On the FBI, the report
noted that the FBI is skilled at enforcing counterespionage and related laws
but is not "organized, trained or equipped to collect or analyze
intelligence on the extensive foreign intelligence presence in the United
States beyond those personnel here under official or journalistic cover, or to
develop or execute offensive operations to mislead, deny or otherwise exploit
foreign intelligence activities against the United States."
Democratic
campaign ads and speeches tell us Sen.
Barack Obama will do great things to protect America
from dangers foreign and domestic. Republicans are telling us the same about Sen.
John McCain. But neither a President Obama nor a President McCain
will be able to take on all of America's national security challenges
single-handedly. No one could.
Our next
president will have to deal with wars in Iraq and Afghanistan, global
terrorism, Iranian and North Korean nuclear ambitions, the long-running
Israeli-Palestinian conflict, a resurgent Russia as evidenced by its invasion
of Georgia, China's growing economic and military might, and much more.
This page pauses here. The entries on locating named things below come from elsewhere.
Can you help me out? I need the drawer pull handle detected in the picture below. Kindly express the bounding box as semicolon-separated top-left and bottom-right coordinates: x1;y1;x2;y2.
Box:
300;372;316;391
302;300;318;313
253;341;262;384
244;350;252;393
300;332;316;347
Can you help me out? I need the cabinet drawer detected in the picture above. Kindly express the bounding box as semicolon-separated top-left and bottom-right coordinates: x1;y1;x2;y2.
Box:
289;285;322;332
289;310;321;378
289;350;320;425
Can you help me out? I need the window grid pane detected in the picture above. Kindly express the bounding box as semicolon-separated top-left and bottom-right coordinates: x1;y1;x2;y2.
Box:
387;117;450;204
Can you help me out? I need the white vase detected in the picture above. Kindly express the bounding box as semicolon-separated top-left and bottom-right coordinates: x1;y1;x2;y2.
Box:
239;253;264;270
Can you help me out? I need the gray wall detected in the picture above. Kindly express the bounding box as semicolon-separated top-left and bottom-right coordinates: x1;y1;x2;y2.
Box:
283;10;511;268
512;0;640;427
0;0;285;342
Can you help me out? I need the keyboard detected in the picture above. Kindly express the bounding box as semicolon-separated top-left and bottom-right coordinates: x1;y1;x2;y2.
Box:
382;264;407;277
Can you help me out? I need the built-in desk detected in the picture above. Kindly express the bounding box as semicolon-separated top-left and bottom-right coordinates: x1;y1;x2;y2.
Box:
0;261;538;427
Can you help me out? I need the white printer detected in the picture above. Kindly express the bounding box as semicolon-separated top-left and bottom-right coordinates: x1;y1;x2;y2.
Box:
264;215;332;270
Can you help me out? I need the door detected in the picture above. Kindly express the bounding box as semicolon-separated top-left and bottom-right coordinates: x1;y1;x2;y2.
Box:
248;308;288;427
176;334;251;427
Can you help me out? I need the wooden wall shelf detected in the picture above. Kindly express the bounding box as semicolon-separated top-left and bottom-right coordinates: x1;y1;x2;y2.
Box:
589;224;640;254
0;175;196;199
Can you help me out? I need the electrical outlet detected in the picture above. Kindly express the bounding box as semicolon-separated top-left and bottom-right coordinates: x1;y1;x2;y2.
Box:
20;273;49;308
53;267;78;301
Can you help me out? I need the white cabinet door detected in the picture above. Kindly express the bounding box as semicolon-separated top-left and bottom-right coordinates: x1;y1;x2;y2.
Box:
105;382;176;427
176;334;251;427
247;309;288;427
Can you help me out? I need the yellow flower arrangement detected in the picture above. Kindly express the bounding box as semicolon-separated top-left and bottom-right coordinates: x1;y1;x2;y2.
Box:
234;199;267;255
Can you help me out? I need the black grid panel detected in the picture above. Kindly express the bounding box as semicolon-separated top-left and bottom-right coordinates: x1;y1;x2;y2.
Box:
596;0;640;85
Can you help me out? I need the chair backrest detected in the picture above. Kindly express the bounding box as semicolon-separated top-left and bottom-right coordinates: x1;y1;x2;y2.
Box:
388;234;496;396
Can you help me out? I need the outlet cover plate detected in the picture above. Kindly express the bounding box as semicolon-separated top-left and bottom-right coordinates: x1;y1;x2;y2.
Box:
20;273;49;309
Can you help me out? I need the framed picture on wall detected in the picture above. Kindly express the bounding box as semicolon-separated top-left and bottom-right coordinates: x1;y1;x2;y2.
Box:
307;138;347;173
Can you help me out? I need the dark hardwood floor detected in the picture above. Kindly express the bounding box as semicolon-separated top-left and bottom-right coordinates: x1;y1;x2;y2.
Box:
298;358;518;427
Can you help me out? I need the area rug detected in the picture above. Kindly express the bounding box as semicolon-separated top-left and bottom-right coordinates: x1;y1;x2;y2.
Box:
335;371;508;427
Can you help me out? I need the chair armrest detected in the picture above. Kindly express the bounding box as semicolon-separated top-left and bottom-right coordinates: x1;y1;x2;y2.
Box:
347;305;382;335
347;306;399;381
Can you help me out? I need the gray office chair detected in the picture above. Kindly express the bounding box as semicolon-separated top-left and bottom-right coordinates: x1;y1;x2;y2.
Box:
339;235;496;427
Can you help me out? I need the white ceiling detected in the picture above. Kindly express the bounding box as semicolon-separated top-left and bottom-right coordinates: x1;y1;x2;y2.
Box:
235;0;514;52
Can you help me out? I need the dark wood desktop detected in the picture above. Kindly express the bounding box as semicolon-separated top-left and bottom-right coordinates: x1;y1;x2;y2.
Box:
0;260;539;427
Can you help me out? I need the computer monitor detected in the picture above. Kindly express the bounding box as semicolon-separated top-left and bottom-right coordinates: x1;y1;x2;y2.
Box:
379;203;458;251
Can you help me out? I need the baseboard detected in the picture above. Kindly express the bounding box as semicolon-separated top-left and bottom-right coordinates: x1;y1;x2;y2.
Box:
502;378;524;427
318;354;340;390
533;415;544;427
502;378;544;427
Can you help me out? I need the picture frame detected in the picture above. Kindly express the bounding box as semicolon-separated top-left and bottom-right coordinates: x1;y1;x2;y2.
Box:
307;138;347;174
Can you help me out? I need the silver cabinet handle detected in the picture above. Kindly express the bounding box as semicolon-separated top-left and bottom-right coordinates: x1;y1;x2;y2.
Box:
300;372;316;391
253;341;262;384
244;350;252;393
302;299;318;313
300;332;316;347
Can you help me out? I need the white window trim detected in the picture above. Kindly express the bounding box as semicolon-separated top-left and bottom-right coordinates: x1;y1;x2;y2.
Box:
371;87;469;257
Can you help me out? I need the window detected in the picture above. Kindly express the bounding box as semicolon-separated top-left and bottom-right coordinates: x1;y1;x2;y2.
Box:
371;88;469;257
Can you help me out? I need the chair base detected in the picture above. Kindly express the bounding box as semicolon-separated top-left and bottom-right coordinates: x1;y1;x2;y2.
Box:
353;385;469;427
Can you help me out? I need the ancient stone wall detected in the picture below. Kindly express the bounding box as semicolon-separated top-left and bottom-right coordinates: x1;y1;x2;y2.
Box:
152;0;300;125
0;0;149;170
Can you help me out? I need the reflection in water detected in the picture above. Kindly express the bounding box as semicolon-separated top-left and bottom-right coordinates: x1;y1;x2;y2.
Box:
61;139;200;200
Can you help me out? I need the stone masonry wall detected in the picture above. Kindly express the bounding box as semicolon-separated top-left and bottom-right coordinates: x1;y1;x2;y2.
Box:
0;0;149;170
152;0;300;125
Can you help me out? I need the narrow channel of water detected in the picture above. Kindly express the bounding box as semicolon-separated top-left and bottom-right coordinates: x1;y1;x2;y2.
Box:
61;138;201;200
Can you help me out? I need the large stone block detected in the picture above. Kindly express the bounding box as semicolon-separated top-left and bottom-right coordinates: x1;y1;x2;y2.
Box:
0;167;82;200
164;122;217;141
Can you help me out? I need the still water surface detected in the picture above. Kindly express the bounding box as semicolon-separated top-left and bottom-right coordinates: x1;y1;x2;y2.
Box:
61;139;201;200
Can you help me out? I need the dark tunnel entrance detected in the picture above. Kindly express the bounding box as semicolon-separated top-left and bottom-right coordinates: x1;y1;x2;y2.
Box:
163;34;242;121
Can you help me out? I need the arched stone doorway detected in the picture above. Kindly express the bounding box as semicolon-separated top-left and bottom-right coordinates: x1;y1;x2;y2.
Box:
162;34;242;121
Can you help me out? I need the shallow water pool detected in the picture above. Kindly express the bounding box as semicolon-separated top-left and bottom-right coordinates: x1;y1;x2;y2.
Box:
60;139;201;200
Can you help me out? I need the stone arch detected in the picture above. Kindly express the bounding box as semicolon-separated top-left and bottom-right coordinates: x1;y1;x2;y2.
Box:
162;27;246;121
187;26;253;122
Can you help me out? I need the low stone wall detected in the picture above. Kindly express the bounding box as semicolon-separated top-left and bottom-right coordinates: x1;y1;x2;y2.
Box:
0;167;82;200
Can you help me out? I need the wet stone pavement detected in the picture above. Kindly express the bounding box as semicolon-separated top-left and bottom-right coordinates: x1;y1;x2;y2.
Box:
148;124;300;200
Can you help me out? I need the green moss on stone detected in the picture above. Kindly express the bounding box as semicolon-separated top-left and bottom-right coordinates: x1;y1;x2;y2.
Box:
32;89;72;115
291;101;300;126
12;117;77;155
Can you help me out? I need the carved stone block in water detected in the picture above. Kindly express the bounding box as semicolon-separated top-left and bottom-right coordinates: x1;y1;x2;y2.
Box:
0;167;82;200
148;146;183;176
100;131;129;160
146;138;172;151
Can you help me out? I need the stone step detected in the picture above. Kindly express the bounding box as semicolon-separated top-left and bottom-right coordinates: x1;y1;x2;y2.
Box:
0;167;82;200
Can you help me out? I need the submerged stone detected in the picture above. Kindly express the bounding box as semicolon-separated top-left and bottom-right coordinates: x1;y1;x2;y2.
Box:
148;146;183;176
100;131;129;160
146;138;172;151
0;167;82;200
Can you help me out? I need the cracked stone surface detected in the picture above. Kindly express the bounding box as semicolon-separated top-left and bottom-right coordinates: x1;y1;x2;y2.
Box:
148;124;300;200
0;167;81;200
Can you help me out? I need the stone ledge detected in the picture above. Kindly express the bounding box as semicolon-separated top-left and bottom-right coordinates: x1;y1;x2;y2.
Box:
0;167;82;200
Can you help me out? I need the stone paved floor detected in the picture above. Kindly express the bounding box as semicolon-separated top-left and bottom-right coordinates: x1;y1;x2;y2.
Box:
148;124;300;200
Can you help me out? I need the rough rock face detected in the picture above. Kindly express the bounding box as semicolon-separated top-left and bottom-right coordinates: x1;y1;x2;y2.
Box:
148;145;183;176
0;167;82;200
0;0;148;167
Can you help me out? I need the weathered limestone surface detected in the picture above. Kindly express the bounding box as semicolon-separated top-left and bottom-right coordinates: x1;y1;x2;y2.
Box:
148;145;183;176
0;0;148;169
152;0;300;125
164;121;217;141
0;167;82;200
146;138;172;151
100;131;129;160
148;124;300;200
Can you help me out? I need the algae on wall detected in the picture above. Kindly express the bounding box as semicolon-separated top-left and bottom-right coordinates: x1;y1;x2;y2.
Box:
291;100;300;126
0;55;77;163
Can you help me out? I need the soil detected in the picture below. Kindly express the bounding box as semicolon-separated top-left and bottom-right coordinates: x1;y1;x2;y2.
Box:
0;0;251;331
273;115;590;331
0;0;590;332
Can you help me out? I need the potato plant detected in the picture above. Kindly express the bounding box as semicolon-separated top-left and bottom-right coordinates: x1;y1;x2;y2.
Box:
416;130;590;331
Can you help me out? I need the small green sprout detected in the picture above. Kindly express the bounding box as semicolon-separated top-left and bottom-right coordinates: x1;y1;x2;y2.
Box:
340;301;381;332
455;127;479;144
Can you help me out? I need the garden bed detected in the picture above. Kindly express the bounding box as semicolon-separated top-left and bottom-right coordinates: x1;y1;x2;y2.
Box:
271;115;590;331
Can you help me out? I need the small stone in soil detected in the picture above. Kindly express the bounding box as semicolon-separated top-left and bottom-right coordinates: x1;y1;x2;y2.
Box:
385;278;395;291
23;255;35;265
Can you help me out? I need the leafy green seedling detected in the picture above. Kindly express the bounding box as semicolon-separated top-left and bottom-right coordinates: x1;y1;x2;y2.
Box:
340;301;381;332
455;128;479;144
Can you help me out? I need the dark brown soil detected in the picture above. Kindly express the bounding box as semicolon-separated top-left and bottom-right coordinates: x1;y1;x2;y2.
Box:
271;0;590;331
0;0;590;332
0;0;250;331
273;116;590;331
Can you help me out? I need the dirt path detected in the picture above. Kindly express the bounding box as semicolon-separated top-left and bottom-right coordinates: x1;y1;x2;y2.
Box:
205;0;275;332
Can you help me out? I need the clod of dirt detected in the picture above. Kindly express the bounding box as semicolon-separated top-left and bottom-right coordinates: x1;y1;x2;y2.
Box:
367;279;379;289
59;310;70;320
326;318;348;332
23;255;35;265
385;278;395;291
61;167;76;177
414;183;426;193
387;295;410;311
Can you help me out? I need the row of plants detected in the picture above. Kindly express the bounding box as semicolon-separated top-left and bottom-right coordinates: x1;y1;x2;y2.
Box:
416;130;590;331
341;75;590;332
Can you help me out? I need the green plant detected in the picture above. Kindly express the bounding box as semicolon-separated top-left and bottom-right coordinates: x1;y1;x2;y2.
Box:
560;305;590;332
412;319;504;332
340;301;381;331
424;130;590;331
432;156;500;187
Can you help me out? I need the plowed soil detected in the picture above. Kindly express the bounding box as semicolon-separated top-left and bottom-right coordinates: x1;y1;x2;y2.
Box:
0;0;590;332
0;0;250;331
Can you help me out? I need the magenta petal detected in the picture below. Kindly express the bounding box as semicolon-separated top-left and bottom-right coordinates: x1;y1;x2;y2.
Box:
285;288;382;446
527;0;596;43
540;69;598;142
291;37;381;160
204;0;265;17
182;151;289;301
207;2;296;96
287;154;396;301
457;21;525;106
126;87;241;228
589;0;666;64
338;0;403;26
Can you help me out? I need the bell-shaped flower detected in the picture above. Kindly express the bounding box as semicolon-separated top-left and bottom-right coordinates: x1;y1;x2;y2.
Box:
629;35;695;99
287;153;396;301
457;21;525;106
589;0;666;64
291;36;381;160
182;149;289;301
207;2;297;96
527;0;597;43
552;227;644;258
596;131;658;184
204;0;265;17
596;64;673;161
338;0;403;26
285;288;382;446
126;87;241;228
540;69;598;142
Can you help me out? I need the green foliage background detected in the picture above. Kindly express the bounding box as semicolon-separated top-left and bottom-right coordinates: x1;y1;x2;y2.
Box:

And
inevitably, new crises will arise.
To handle
all this, President McCain or President Obama will have to rely heavily on
White House assistants, cabinet secretaries and agency heads, military leaders
and the other roughly 4 million Americans serving the nation in the armed
forces and in civilian federal agencies working on national security.
Selecting
outstanding individuals to fill leadership posts will be important and
necessary, but not sufficient to deal with these mounting challenges.
How this
diverse group of public servants is organized and operates to protect our
nation is no longer just a question for doctoral theses and grad school
seminars. It is a vitally important for America's and the world's future.
You can
evaluate our national security system by asking some basic questions: Do the
agencies tasked with protecting our country cooperate as a team? Do they
respond rapidly, creatively and effectively to unforeseen crises? Can they
anticipate and nip trouble in the bud?
Unfortunately,
too often the answer to these questions is "no." That's because the
U.S. national security system - a bureaucratic infrastructure created by
legislation enacted in 1947 - is outdated, ineffective and broken. Fixing it
should be the top priority for our next president and Congress. These are not
just my personal views. They are the findings of a nonprofit and nonpartisan
group: the Project on National Security Reform.
The
project enlisted more than 300 experienced practitioners, experts and analysts
from think tanks, universities, the private sector and government to conduct
more than 100 case studies. They produced the most comprehensive evaluation of
America's national security system since President Truman signed the National
Security Act of 1947 into law.
In a
Preliminary Findings Report issued at the end of July that was mandated and
funded by Congress, the Project on National Security Reform said many of the
national security threats we face today require departments and agencies to
work as partners. But the report said the national security system fails to
make interagency cooperation easy or mandatory. Agencies resist sharing information
and looking beyond their parochial interests.
Frequent
jurisdictional disputes between Cabinet secretaries and other agency heads
force the president to spend too much time settling internal fights, waste time
and money on duplicative and inefficient actions, and slow down government
responses to crises. Because congressional committees focus oversight on
individual agencies, it is difficult for those agencies to coordinate their
activities and budgets to work together.